This weekend, any and all uncertainty on the matter of Andrew Wiggins' summer plans was put to rest. Canada Basketball, which had hoped to have one of the best young players in the world around for its under-19 FIBA World Championships bid in Prague in late June, announced that Wiggins had decided to forgo the trip. Instead, he'll stay in Lawrence, Kan., where he can get a head start on workouts and prep for his much-anticipated 2013-14 freshman campaign.
It's not a huge story, all things considered. Bill Self previously told reporters he expected Wiggins to commit at least some of his time to Team Canada, and seemed cool with the idea. He'll be glad to have Wiggins around, no doubt, and Wiggins can get acquainted with Allen Fieldhouse and Massachusetts Street, I guess. Other than that there's not much here.
Right now, that is. As part of Team Canada's announcement, Rowan Barrett, executive vice-president and assistant general manager of the Canadian senior men's program, released the following statement:
"At 18 years old, Andrew has a long basketball career ahead of him. Andrew’s decision to prepare himself this summer for the upcoming season is a decision we acknowledge. Our team will miss Andrew this summer, but we remain focused on Andrew's long-term development and our organizational goals for the Rio 2016 Olympic Games and beyond."
Which is smart (as Eric Angevine notes). There's no point in alienating Wiggins over a U19 tournament, not with the 2016 Olympics on the horizon. It also hammers home something I hadn't even considered. Canada is going to be really good.
After all, Wiggins is just the latest highly touted Canadian prospect.

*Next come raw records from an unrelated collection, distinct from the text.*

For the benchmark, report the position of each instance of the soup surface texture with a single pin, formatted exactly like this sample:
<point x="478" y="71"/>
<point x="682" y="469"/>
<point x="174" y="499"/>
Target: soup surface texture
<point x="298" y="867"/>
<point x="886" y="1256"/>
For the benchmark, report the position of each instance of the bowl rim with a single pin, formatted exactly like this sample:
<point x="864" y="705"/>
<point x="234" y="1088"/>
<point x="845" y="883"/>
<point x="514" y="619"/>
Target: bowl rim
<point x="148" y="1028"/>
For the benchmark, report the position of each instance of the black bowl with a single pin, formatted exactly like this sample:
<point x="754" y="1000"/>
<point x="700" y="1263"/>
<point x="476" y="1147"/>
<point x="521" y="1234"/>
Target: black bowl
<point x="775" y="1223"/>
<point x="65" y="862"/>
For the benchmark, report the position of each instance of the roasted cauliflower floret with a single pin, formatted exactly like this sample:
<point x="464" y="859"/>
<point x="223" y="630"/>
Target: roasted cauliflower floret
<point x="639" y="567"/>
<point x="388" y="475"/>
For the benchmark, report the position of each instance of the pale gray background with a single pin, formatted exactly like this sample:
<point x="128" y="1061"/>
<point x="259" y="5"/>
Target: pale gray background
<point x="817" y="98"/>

Canada in the last few years has produced a wealth of talented NBA prospects. Tristan Thompson is developing nicely for the Cleveland Cavaliers. Myck Kabongo should be a solid if unspectacular pro guard. Andrew Nicholson has a nice perimeter touch for a big man and he might be best-utilized in the international game. Kris Joseph was drafted out of Syracuse last summer. Cory Joseph is playing spot minutes for the San Antonio Spurs in the NBA Finals. Nik Stauskus is a lights-out shooter. Kevin Pangos is going to be one of the best guards in the country this season. Kelly Olynyk was a beast last year. And Anthony Bennett will be a top-five pick in this summer's draft. There are surely more.
There are more coming. Besides Wiggins, the 2013 ESPN 100 includes two Canadians: No. 20-ranked Syracuse commit Tyler Ennis, and No. 44-ranked Florida State prospect Xavier Rathan-Mayes.
Colleague Myron Medcalf explained last July how Canada suddenly started producing all these NBA players.
What Myron found in Canada was a kind of perfect storm. In the 1970s, the Canadian government relaxed its immigration laws, which caused a host of immigrants to rush to Toronto, which is now one of the world's most diverse cities (according to government data, 49 percent of Toronto's residents were born outside the country) and the fifth-most populous metropolitan area in North America. As their children grew up, the NBA's expansion into Canada and Steve Nash's success gave immigrant kids identifiable hoops heroes, and quite possibly saved a generation of talented athletes from spending their gifts trying to become the next Wayne Gretzky. And now here we are.
None of which is to say Canada is ever going to beat the United States at basketball. But Canada should be internationally competitive -- in the same way Argentina and Germany and even Spain are internationally competitive -- in the matter of years, not decades.
At the very least, we can safely say our northern neighbors' long-term basketball prospectus is at its all-time high.